As more and more children went missing in the area, the evidence against him mounted, and he was finally arrested. At his trial in 1440 he confessed to the most heinous crimes imaginable, his confession being considerably facilitated by torture, of course. He was put to death by the Holy Inquisition for his crimes, one of the relatively few justified executions performed by this Holy Office. Because of his high position, de Rais was given the privilege of being strangled before he was burned. A nice touch.

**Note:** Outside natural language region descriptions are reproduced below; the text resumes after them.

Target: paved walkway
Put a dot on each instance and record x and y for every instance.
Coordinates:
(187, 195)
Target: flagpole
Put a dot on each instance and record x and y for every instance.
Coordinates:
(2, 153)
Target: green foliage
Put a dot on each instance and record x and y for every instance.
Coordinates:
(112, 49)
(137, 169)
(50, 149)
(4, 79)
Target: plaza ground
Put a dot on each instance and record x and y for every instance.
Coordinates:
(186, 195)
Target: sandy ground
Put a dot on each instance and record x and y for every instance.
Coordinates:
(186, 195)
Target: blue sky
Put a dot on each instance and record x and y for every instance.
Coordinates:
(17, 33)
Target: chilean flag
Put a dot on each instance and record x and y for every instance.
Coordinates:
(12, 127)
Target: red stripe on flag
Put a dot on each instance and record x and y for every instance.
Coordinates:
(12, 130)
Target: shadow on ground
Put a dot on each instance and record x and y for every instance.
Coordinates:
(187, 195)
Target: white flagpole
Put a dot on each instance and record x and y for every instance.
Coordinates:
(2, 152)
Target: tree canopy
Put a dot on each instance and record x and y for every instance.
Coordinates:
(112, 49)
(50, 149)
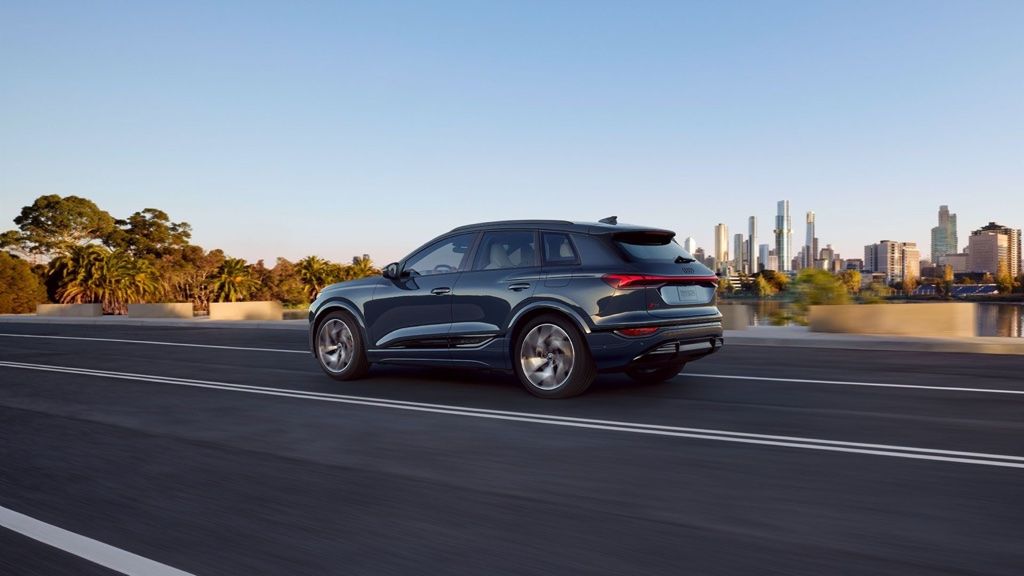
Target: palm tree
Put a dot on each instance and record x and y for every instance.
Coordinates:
(93, 274)
(232, 282)
(361, 268)
(314, 273)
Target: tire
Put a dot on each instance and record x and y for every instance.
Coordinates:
(655, 374)
(551, 359)
(347, 359)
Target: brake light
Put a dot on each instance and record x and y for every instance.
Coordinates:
(636, 332)
(626, 281)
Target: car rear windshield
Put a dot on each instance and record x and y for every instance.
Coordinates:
(650, 246)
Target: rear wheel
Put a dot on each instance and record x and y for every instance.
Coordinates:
(339, 347)
(655, 374)
(552, 359)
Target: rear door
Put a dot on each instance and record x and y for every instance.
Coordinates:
(506, 272)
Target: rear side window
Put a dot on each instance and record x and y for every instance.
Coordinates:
(651, 247)
(506, 249)
(558, 249)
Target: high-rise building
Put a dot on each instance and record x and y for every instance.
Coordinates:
(897, 260)
(986, 250)
(752, 245)
(783, 235)
(944, 239)
(721, 247)
(810, 242)
(737, 252)
(1013, 256)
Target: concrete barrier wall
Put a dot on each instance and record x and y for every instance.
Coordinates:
(734, 317)
(941, 319)
(246, 311)
(166, 310)
(72, 311)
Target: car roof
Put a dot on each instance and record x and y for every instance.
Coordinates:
(566, 225)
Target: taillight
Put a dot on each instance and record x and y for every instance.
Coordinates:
(625, 281)
(636, 332)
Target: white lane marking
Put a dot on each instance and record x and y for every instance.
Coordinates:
(154, 342)
(723, 436)
(92, 550)
(848, 383)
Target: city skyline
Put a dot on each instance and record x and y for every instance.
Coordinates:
(413, 119)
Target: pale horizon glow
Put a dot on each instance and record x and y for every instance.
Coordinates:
(343, 128)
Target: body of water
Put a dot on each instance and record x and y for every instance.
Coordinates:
(993, 319)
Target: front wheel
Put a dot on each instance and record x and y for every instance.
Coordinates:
(339, 347)
(655, 374)
(551, 358)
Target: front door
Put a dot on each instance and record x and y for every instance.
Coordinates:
(414, 312)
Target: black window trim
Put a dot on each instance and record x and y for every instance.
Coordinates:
(576, 251)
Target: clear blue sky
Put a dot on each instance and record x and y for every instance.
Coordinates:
(339, 128)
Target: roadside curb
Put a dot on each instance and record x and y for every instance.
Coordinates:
(758, 336)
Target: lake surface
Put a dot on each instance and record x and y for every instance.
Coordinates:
(993, 319)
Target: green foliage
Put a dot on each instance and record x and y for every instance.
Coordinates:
(114, 278)
(53, 225)
(817, 287)
(20, 289)
(232, 282)
(851, 280)
(150, 233)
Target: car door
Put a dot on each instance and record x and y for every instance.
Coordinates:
(506, 271)
(414, 311)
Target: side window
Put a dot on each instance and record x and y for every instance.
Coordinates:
(558, 249)
(441, 257)
(506, 249)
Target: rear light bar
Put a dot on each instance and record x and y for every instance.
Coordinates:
(625, 281)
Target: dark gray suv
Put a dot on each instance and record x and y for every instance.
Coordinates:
(554, 301)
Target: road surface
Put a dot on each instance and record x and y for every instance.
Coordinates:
(233, 454)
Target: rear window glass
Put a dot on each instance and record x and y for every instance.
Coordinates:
(648, 247)
(558, 249)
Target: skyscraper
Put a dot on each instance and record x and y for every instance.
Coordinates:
(721, 246)
(783, 236)
(752, 243)
(944, 239)
(737, 252)
(1012, 259)
(810, 248)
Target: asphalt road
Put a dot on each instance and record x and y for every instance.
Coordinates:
(227, 460)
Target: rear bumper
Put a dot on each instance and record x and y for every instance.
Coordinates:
(671, 344)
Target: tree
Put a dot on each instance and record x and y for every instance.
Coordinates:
(315, 274)
(53, 225)
(817, 287)
(114, 278)
(20, 289)
(850, 280)
(150, 233)
(232, 282)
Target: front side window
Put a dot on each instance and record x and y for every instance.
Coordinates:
(443, 256)
(506, 249)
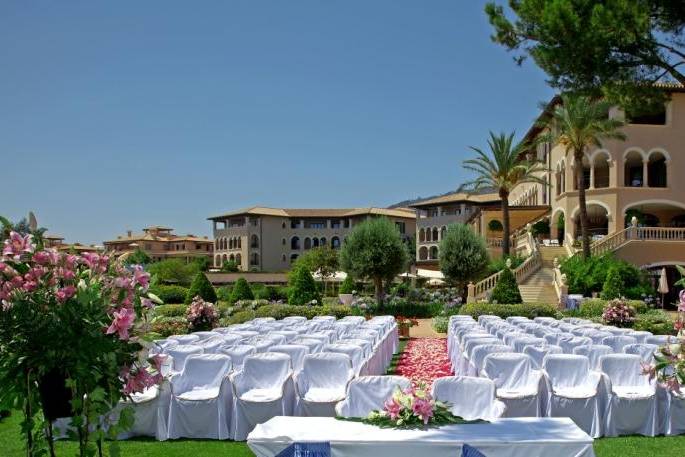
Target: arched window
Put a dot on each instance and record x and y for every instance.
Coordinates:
(633, 170)
(656, 169)
(423, 253)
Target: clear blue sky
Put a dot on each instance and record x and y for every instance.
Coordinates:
(118, 115)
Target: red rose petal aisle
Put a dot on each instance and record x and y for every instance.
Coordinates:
(424, 360)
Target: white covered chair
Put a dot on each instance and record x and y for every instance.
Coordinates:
(201, 398)
(537, 354)
(368, 393)
(353, 351)
(594, 353)
(574, 391)
(180, 353)
(469, 397)
(631, 397)
(296, 353)
(617, 342)
(237, 354)
(322, 383)
(518, 384)
(262, 390)
(645, 351)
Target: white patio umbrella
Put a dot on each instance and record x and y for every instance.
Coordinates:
(663, 285)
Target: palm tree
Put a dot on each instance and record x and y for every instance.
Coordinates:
(502, 169)
(579, 123)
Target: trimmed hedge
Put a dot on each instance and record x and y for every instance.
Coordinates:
(526, 310)
(170, 294)
(171, 310)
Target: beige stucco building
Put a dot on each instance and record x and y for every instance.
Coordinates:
(161, 243)
(270, 239)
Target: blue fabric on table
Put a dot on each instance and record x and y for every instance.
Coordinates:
(306, 450)
(468, 451)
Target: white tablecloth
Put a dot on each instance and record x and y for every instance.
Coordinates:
(514, 437)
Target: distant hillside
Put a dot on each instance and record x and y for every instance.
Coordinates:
(405, 203)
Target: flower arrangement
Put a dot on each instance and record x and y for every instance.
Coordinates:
(413, 407)
(202, 315)
(617, 312)
(71, 340)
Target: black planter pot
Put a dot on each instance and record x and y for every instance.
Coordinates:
(54, 395)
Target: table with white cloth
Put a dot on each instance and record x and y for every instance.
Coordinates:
(513, 437)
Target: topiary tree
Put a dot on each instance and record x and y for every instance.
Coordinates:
(241, 291)
(613, 285)
(374, 249)
(462, 255)
(347, 286)
(201, 287)
(507, 290)
(302, 288)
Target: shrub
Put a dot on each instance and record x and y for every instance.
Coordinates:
(618, 313)
(613, 286)
(170, 310)
(506, 289)
(170, 294)
(440, 324)
(224, 293)
(656, 321)
(463, 254)
(302, 287)
(201, 287)
(241, 291)
(348, 286)
(166, 326)
(502, 310)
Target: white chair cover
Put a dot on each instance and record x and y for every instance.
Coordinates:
(353, 351)
(201, 398)
(470, 398)
(645, 351)
(262, 390)
(537, 354)
(237, 354)
(368, 393)
(573, 391)
(518, 384)
(296, 353)
(180, 353)
(618, 342)
(322, 383)
(631, 398)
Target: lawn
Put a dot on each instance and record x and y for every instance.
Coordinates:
(11, 446)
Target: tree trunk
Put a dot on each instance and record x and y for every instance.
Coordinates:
(378, 283)
(505, 224)
(582, 206)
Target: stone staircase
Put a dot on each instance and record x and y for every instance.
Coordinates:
(539, 287)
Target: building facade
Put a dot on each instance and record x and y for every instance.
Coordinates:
(271, 239)
(161, 243)
(435, 214)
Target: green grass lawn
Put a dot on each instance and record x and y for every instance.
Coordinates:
(12, 446)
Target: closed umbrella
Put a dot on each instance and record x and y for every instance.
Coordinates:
(663, 285)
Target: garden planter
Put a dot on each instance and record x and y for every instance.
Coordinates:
(54, 395)
(346, 299)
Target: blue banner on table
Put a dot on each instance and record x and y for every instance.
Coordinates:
(306, 450)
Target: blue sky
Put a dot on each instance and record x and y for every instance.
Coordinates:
(118, 115)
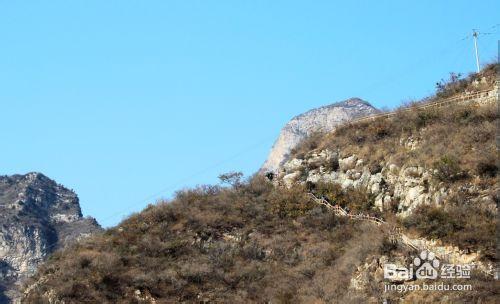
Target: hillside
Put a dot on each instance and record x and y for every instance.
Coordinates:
(37, 216)
(323, 119)
(321, 230)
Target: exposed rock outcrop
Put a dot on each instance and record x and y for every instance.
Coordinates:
(323, 119)
(37, 216)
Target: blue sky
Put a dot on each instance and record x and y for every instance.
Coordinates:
(127, 101)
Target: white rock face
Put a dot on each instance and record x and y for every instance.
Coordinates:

He earned the name Bluebeard (Barbe Bleue) from his glossy black beard, and by that name he has come down through history as a character in children's stories.
Blue Book
A privately published, regularly updated directory of names and pertinent information about potential sitters, secretly subscribed to by spirit mediums who wish to have personal data with which to impress clients. Regional versions exist, and the source is carefully guarded. The data are submitted free or sold to the publishers by practicing mediums, who obtain it from each other and from important and wealthy clients.
Individual “spirit camps” or similar communities will often keep their own private lists, formerly on index cards, but now in computer form, of persons who have visited there. Former spirit medium and author Lamar Keene describes the process in his book The Psychic Mafia.
Bohemian
See Gypsy.
Book of Coming Forth by Day, the
(Pert Em Hru, also known as The Book of the Dead) From about four thousand years ago, the Egyptian document titled The Book of Coming Forth by Day was placed in the sarcophagus alongside the mummified body of an important person. This guide to the underworld, the text of which was often also drawn or inscribed on the tomb walls, was intended to instruct the ka (spirit) of the deceased in the proper protocol for facing the perils to be encountered after death.
In reality, it contained a long list of formulas that could be recited to ward off the penalties that might be incurred. It was a sort of Egyptian version of a Christian Indulgence, a magical system to defeat the intent of the gods or to placate them.
Before the problem of reading Egyptian hieroglyphics had been solved, a copy of this document on the original papyrus was purchased by the elders of the Mormon Church and was divinely interpreted by them to be a lost book of the Bible that established their religion as orthodox, a claim maintained even after it was clear that the book was no such thing. The explanation now offered by the church spokesmen is that there are really two translations of the book, one mundane and the other divine. To some people, this is not a convincing argument.
Book of the Dead, the
See Book of Coming Forth by Day, The.
Borley Rectory
Known as “the most haunted house in England,” this very substantial resid
ence of the parish rector, Reverend Henry Bull, was built in 1863. The first occupants of the house began reporting seeing the ghost of a nun, then a phantom coach and two black horses. Subsequent residents were frightened by strange whispering noises, creaks on the staircase, ringing bells, and a light that was periodically seen, from the outside, in the window of an empty upper room.